Eine unangenehme Situation für Lehrerin Andrea: Schüler Niklas ist verliebt in sie und gibt diese Tatsache öffentlich kund. Foto: © ARD

Am Ende hat die ihren Job verloren und ihr Ehemann (Axel Milberg) seine in Aussicht gestellte Forschungsstelle für Zahnimplantate. Ob oder ob nicht Lehrerin und Schüler zusammenkommen, lässt der Fernsehfilm STILLE POST aber dezent offen. Ein Tabu im ERSTEN zur besten Sendezeit.

Eine für den Schulalltag durchaus nützliche Botschaft

Wer heute Lust auf einen TV-Abend hat, aber der GRAND-PRIX-Ödnis entfliehen möchte, kommt mit STILLE POST auf seine Kosten. Der Plot ist vielversprechend.

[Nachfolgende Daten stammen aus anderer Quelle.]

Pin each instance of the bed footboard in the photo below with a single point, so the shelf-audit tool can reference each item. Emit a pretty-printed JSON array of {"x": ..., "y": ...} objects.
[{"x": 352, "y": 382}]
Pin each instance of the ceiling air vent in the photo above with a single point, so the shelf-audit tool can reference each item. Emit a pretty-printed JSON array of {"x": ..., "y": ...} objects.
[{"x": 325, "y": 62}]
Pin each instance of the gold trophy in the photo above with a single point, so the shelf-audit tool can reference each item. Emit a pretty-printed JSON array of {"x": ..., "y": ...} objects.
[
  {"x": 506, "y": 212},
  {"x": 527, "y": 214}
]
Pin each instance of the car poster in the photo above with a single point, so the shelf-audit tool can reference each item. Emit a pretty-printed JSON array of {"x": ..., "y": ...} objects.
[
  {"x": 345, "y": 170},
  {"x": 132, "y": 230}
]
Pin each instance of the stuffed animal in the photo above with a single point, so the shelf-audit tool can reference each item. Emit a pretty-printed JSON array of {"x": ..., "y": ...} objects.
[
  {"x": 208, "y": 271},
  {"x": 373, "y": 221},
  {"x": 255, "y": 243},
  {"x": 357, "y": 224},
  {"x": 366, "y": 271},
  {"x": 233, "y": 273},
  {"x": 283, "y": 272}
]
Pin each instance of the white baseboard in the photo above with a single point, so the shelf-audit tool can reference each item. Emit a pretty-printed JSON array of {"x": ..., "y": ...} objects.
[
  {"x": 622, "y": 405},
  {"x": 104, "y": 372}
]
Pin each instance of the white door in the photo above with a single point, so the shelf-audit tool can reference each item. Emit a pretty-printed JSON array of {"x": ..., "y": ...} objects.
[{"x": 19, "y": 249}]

Zumal in Zeiten, da die Medien von Schauergeschichten über sexuelle Übergriffe gegenüber Jugendlichen voll sind. Dass sich zwei Menschen tatsächlich angezogen fühlen, sich gar ineinander verlieben, trotz Altersunterschieds und gesetzlicher Schranken, findet in der meist spektakulären Berichterstattung kaum Widerhall. Auch nur hier und da fragen seriöse Printmedien nach und bemühen sich um eine öffentliche Diskussion darüber, wie weit Nähe zwischen Schülern und Lehrern grundsätzlich gehen darf und ob Nähe – nur weil sie in Einzelfällen missbraucht wird – im pädagogischen Prozess besser ganz ausgeschlossen werden sollte.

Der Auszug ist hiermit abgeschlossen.